Musk 5 Steps Productivity and Thought on How to Become less Dumb and Delete enough
Step 1 — Make Requirement less Dumb
“Requirements from smart people are the most dangerous because people are less likely to question them. Always do so, even if the requirement came from me. Then make the requirements less dumb.”
Step 2 — Deleting it
“You may have to add [processes] back later. In fact, if you do not end up adding back at least 10% of them, then you didn’t delete enough.”
Thought on Step 1 & 2 : How to Become less Dumb and Delete enough
Literally delete it or replace it with something else that have the same result.
For example,
- You buy the ready meal so that you don’t have to cook at home.
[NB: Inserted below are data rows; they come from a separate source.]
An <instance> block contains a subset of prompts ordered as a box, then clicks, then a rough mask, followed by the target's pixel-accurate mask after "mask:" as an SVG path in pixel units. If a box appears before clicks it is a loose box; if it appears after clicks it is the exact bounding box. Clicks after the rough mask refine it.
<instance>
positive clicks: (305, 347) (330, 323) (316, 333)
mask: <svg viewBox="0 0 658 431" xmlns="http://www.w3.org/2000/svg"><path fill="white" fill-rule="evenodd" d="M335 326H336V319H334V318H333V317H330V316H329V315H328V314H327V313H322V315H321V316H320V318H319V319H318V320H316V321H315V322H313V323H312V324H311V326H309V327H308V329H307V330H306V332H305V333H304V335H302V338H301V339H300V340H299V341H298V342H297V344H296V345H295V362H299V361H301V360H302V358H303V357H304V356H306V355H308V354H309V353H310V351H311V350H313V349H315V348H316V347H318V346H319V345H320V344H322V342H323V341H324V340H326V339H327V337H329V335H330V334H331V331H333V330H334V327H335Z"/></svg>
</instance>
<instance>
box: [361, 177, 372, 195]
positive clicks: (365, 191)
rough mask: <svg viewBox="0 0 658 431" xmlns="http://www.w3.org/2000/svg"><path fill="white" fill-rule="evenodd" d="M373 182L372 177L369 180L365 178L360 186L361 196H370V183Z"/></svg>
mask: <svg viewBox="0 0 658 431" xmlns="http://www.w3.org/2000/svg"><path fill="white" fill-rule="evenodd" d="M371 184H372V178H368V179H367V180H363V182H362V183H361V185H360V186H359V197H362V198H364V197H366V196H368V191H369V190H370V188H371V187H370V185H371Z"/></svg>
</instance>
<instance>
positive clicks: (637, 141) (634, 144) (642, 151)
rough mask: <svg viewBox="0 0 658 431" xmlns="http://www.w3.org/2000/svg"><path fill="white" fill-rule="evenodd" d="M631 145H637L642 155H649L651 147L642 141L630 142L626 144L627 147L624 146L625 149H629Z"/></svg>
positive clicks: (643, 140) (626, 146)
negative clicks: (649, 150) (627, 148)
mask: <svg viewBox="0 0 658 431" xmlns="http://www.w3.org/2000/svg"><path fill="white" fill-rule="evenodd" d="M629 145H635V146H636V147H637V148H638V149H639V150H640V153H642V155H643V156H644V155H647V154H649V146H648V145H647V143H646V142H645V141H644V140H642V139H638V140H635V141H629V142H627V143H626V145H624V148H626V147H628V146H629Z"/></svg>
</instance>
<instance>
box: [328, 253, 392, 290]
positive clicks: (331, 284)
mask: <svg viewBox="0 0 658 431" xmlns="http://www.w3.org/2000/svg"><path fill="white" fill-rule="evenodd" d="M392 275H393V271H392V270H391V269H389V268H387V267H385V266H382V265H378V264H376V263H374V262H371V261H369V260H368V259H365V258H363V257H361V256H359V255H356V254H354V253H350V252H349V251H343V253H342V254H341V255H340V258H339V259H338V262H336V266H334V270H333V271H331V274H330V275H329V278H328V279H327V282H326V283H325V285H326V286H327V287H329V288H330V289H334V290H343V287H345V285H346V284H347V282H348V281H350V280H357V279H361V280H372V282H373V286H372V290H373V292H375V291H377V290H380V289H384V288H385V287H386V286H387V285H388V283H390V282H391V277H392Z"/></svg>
- You don’t own a lot of thing so that you can let go the maintenance cost and upfront when you don’t need it.
- You buy the ready made software so that you don’t have to build something ground up.
- You use parts / services from the other company, so that you only have to do the integration.
- You outsource the service so that you don’t have fixed cost and management headache.
- You don’t provide tons of service so that you can focus then make the same or more revenue.
- You don’t support range of devices / customers so that you can have more time on the important segment.
Step 3 — Simplify and optimize
“A common mistake is to simplify and optimize a part or a process that should not exist.”
Step 4 — Accelerate cycle time
“Every process can be speeded up,”
“But only do this after you have followed the first three steps. In the Tesla factory, I mistakenly spent a lot of time accelerating processes that I later realized should have been deleted.”
The key here is “Cycle”.
The process is simplify and optimized into something you can do “Repeatedly” called “Cycle”.
Only if the process is structured enough, it can be accelerated like cycling left, right, left, right …
Simple enough to delegated to someone without much context.
Optimized enough to have only few “Structured” steps
Step 5 — Automate
“Automate comes last. The big mistake was that I began by trying to automate every step. We should have waited until all the requirements had been questioned, parts and processes deleted, and the bugs were shaken out.”